Is there a predilection of β-catenin activation in HCC based on disease etiology? Could variations in mutation frequencies be reflective of differences in geographic, dietary, and other etiologic factors influencing the molecular pathogenesis of HCC? One study detected an inverse correlation between β-catenin mutations and loss of heterozygosity in the genome suggesting chromosomal instability (involving tumor-suppressor genes) and mutations in CTNNB1 representing alternative modes of tumor progression.¹⁰⁶ Higher frequency of CTNNB1 mutations in HCC associated with hepatitis C virus (HCV) infection has been reported with more than 40% of tumors showing mutations (mostly S45).¹⁰⁷ HBV-related HCC had less-frequent CTNNB1 mutations.¹⁰⁸ A recent study, however, showed that in patients with a low number of HBV DNA copies per hepatocyte, additional risk factors such as alcohol, HCV infection, or NASH might cooperate to influence disease progression to HCC.¹⁰⁹ Although CTNNB1 mutations were clustered into the G5 and G6 groups (in which G4, G5, and G6 mostly included patients without HBV infection),¹⁰⁵ tumors in the G4–G6 group contained a small subset of HBV-positive tumors, co-infected with HCV or additional disease modifiers, and CTNNB1 mutations.¹⁰⁹ Few aflatoxin-associated HCCs had mutations in CTNNB1, although 45% of these tumors showed increased accumulation of β-catenin, compared with healthy liver tissue.¹¹⁰

Distinct molecular signatures of HCC have been identified in cirrhotic vs noncirrhotic livers. Although these findings are preliminary, they indicate that unique pathogenetic events separate the subsets. HCCs from non-cirrhotic livers more frequently have activation of WNT signaling to β-catenin than HCCs from cirrhotic livers, which frequently have altered P53 activity.⁹⁰ Along similar lines, another study reported more frequent alterations in WNT signaling via β-catenin in HCV-associated HCCs, compared with those associated with alcoholism, which have alterations in RB1- and P53-regulated pathways.¹¹¹

Researchers found that 59% of HCCs have somatic mutations in the promoter region of telomerase reverse-transcriptase (TERT) that increased its expression.
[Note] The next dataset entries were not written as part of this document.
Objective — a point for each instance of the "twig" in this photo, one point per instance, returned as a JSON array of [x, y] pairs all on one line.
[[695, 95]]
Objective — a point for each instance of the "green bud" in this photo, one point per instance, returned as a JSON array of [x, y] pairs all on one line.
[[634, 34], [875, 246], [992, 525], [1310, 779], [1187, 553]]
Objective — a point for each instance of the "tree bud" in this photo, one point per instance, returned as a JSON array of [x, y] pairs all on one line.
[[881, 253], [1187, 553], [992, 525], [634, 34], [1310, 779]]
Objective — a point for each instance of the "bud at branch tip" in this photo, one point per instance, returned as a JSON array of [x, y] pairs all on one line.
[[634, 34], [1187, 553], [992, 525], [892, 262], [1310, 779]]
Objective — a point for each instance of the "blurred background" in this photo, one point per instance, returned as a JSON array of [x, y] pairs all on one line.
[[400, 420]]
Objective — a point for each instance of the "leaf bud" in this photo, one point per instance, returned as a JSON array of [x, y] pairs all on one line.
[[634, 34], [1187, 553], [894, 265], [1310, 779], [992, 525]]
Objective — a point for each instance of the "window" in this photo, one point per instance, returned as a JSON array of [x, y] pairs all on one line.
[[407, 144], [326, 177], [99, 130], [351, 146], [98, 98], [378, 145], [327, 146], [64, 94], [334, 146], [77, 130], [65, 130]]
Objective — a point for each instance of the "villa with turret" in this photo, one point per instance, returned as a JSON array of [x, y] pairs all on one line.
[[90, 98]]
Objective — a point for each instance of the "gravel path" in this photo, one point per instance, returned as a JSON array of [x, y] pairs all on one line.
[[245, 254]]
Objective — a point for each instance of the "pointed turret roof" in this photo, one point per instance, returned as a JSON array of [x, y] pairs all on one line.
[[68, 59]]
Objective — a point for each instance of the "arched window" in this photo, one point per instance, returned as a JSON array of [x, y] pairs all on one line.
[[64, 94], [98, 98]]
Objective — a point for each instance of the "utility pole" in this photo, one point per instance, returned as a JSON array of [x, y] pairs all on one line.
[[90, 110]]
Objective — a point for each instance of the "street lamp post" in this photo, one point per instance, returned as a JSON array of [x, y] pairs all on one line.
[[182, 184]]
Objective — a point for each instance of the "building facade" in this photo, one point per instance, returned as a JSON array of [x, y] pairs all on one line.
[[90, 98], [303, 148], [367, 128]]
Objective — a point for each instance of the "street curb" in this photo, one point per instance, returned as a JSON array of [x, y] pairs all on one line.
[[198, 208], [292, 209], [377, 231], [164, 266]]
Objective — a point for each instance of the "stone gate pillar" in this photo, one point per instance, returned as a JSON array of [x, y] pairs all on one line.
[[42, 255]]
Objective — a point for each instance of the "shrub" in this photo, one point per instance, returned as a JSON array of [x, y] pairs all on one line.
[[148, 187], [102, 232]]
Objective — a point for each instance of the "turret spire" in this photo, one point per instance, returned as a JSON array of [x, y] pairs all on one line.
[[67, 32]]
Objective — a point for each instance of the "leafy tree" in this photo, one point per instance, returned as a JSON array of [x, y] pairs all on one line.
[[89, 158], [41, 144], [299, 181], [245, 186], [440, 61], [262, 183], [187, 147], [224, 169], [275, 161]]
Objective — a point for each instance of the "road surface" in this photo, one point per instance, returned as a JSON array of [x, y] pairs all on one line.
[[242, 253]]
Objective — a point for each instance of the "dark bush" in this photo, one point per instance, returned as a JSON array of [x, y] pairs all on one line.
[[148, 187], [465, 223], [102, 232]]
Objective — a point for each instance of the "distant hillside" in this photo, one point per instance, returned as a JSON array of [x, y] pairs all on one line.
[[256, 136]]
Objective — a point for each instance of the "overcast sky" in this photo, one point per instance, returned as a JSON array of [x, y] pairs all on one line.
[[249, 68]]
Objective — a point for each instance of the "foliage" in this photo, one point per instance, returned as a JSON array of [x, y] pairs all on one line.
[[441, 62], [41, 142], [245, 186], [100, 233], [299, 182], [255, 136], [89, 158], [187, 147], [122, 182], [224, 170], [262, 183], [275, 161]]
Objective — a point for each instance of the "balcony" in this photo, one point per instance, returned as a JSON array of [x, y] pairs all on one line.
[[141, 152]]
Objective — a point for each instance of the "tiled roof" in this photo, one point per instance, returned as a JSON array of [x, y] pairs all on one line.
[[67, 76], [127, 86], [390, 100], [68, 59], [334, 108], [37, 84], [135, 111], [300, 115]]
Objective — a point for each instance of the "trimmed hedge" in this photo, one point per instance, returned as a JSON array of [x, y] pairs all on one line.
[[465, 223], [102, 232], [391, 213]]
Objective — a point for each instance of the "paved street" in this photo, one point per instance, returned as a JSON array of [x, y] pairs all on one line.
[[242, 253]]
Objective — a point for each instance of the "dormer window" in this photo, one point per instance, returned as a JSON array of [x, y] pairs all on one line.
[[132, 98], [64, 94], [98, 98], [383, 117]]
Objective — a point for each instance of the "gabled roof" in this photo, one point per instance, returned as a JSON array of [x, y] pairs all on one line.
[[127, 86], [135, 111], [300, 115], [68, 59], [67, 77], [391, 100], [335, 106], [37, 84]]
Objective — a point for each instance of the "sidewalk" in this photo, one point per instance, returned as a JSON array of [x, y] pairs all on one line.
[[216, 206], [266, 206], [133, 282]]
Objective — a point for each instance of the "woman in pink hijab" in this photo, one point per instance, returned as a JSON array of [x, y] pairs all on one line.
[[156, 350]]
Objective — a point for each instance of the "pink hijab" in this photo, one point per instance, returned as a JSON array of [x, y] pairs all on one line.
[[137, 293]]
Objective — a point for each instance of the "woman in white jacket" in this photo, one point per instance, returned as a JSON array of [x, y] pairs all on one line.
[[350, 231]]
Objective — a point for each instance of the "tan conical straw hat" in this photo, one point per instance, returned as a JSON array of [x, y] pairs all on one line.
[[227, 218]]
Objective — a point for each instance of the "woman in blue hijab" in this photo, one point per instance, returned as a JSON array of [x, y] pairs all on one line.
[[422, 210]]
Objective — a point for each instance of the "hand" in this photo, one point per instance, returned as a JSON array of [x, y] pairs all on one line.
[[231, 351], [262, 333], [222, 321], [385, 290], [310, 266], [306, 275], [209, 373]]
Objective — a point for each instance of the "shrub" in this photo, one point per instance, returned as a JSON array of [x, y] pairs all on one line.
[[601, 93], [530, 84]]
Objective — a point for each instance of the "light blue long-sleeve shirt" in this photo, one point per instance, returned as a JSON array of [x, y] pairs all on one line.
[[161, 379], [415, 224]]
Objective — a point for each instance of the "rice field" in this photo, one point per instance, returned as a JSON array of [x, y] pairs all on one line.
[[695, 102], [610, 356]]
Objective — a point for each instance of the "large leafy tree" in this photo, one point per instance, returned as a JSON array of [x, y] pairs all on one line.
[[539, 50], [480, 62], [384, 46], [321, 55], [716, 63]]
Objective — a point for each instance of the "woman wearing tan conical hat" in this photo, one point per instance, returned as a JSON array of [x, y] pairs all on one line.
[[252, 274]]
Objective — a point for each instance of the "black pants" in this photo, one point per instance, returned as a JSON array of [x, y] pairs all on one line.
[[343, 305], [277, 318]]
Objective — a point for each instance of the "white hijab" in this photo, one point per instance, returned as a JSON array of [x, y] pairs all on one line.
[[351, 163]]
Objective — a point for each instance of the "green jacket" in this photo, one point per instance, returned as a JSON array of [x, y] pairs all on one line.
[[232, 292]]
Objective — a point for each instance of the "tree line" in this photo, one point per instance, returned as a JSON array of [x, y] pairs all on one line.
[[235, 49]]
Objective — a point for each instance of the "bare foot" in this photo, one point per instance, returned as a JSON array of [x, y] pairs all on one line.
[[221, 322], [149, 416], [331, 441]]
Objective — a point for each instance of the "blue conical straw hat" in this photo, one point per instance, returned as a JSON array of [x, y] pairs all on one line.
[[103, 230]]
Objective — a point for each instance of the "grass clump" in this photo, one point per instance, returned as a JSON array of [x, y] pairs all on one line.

This mutation also was observed in 25% of cirrhotic preneoplastic nodules and in 44% of HCAs that evolved into HCC.¹¹² What was intriguing was the fact that in HCCs, there was a significant association between CTNNB1 and TERT promoter mutations, therefore these appear to synergize to promote neoplastic transformation—especially in a subset of cirrhotic preneoplastic nodules.¹¹²

There is debate about the overall effects of β-catenin mutations and activation in patients with HCC, and how these affect their prognosis.¹¹³ CTNNB1 mutations have been associated with both better prognosis and a more differentiated tumor type,^105,114 and more proliferating and poorly differentiated HCC.^33,115,116 Overall, prognosis is a complex attribute and in HCC it is dependent on not only multiple tumor characteristics, such as vascular invasion, metastasis, and nodularity, but also the state of nontumor tissues, including fibrosis, cirrhosis, hepatic dysfunction, and extrahepatic factors. Additional studies are required to address if alterations in gene expression with CTNNB1 mutations or other changes in β-catenin activation affect tumor phenotype and patient prognosis.^96,117

Decreased hepatic fibrosis in CTNNB1-mutated tumors has been reported in a few studies.^25,118 Whether β-catenin mutations and cirrhosis are mutually exclusive, non-cooperating risk factors for the development of HCC or their concurrence decreases the threshold of neoplastic transformation. Although not tested directly for CTNNB1 mutations, a small but significant subset of HCV patients (which are known to favor β-catenin gene mutations for the development of HCC) developed HCC without evidence of advanced fibrosis.¹¹⁹ Similarly, small subsets of HCAs that progress to HCC in patients often show CTNNB1 mutations and no fibrosis.⁸⁶ To experimentally address any cooperation of advanced fibrosis and CTNNB1 mutations in the development of HCC, we induced fibrosis in S45-mutant–β-catenin transgenic and control mice with thioacetamide and showed no difference in HCC development.¹⁰⁴ Thus, CTNNB1 mutations and cirrhosis may not cooperate and so may be independent contributors to tumorigenesis.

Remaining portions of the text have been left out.